Christ wished Her, whom He had appointed for our Mother, to unite with Him in our redemption. For She Herself at the foot of the cross was to bring us forth as Her children! And if ever any consolation entered into that sea of bitterness, namely the Heart of Mary, it was this only one consolation: the knowledge that by Her sorrows, She was bringing us the opportunity of eternal salvation. Jesus Himself revealed to St. Bridget: "My Mother Mary, on account of Her compassion and charity, was made Mother of all in Heaven and on earth."

Truly, these were the last words with which Jesus left Her before His death. This was His last remembrance, leaving us to Her for Her children in the person of St. John, when He said to Her, "Woman, behold Thy Son." And from that time Mary began to perform for us this office of a good Mother. St. Peter Damian says that the penitent thief, through the prayers of Mary, was then converted and saved. Therefore, the good thief repented because the Blessed Virgin, standing between the cross of her Son and that of the thief, prayed to Her Son for Him; thus rewarding, by this favor, his former service. For as other authors also relate, this thief, during the flight into Egypt of Mary and Joseph with the infant Jesus, showed them kindness; and this same office the Blessed Virgin has ever continued, and still continues to perform.


Ah, Mother, the most afflicted of all Mothers, Thy Son, then, is dead. Thy Son so amiable, and who loved Thee so much! Weep, for Thou hast reason to weep. Who can ever console Thee? Nothing can console Thee but the thought that Jesus, by His death, has conquered Hell, has opened paradise which was closed to men, and has gained so many souls.

From that throne of the cross He was to reign over so many Hearts, which, conquered by His love, would serve Him with love. Do not disdain, oh my Mother, to keep me near to weep with Thee, for I have more reason than Thou to weep for the offenses that I have committed against Thy Son. Ah, Mother of Mercy, I hope for pardon and my eternal salvation, first through the death of my Redeemer, and then through the merits of Thy sorrows. Amen.
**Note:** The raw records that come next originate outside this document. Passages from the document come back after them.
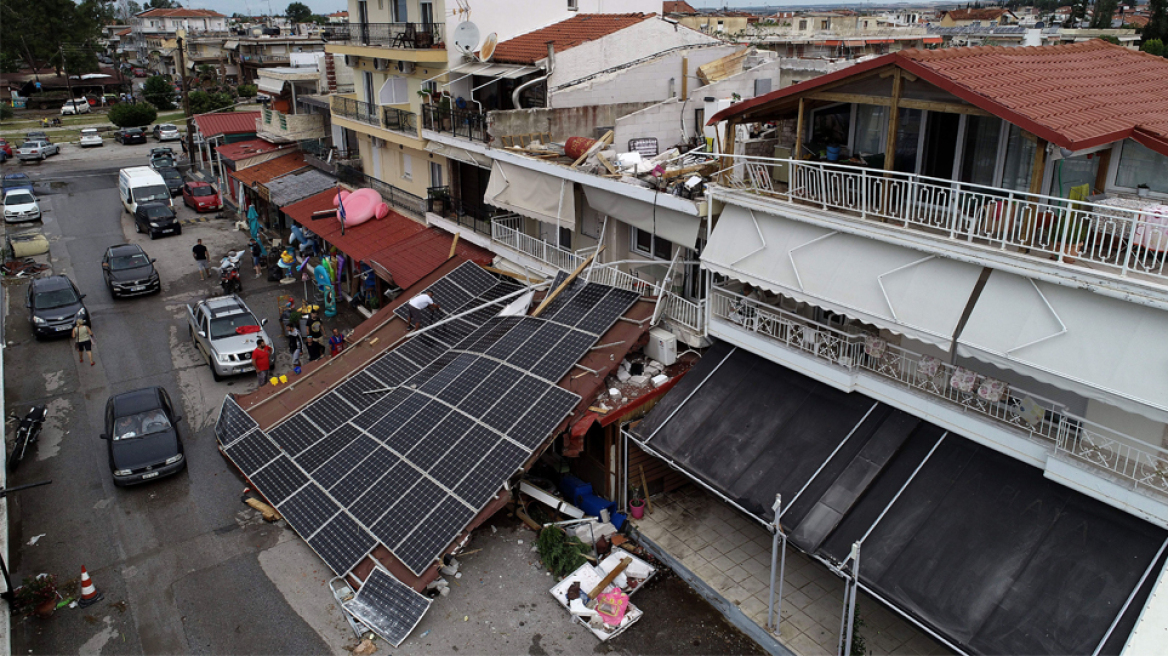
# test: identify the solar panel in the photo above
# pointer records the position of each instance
(278, 480)
(481, 482)
(308, 509)
(341, 543)
(233, 421)
(296, 434)
(252, 452)
(407, 513)
(419, 550)
(389, 607)
(543, 417)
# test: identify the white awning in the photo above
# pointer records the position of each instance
(270, 85)
(679, 228)
(537, 195)
(1095, 346)
(904, 291)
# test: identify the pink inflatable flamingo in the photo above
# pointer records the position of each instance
(361, 206)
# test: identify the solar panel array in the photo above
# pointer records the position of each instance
(409, 451)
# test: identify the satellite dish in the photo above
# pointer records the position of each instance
(488, 47)
(466, 37)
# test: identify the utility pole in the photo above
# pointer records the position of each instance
(181, 36)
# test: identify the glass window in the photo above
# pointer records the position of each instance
(1019, 160)
(869, 130)
(979, 156)
(1139, 165)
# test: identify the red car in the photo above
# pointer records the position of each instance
(201, 196)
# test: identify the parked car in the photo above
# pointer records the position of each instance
(20, 206)
(54, 306)
(129, 271)
(127, 135)
(167, 132)
(226, 330)
(13, 181)
(201, 196)
(173, 179)
(75, 106)
(90, 137)
(143, 435)
(155, 218)
(32, 151)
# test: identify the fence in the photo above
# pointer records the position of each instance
(1073, 232)
(1142, 465)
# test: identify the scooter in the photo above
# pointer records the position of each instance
(26, 434)
(229, 272)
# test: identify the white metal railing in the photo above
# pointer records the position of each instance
(1142, 465)
(1072, 232)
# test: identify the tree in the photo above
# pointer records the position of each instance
(126, 114)
(159, 92)
(298, 13)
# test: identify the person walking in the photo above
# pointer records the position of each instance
(200, 252)
(262, 358)
(83, 336)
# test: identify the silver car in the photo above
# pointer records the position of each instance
(224, 330)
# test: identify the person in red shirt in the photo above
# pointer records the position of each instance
(262, 357)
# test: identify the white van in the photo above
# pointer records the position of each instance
(141, 185)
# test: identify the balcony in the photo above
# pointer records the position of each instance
(1109, 239)
(1134, 463)
(459, 123)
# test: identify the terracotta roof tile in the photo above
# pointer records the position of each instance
(265, 172)
(532, 47)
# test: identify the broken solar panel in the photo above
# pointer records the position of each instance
(389, 607)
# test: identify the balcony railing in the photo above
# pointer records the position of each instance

Mothers fly from the presence of their dying children; but if a mother is ever obliged to witness the death of a child, she procures for him all possible relief. She arranges the bed, that his posture may be more comfortable. She administers refreshments to him, and thus the poor mother relieves her own sorrows. Ah, Mother, the most afflicted of all Mothers! Oh Mary, it was decreed that Thou should be present at the death of Jesus, but it was not given to Thee to afford Him any relief.

Mary heard Her Son say, "I thirst." But it was not permitted Her to give Him a little water to quench His great thirst. St. Vincent Ferrer remarks that She would have only been able to say to Him; My Son, I have only the water of my tears.

She saw that Her Son, suspended by three nails to that bed of sorrow, could find no rest. She wished to clasp Him to Her Heart, that She might give Him relief, or at least that He might expire in Her arms, but She could not.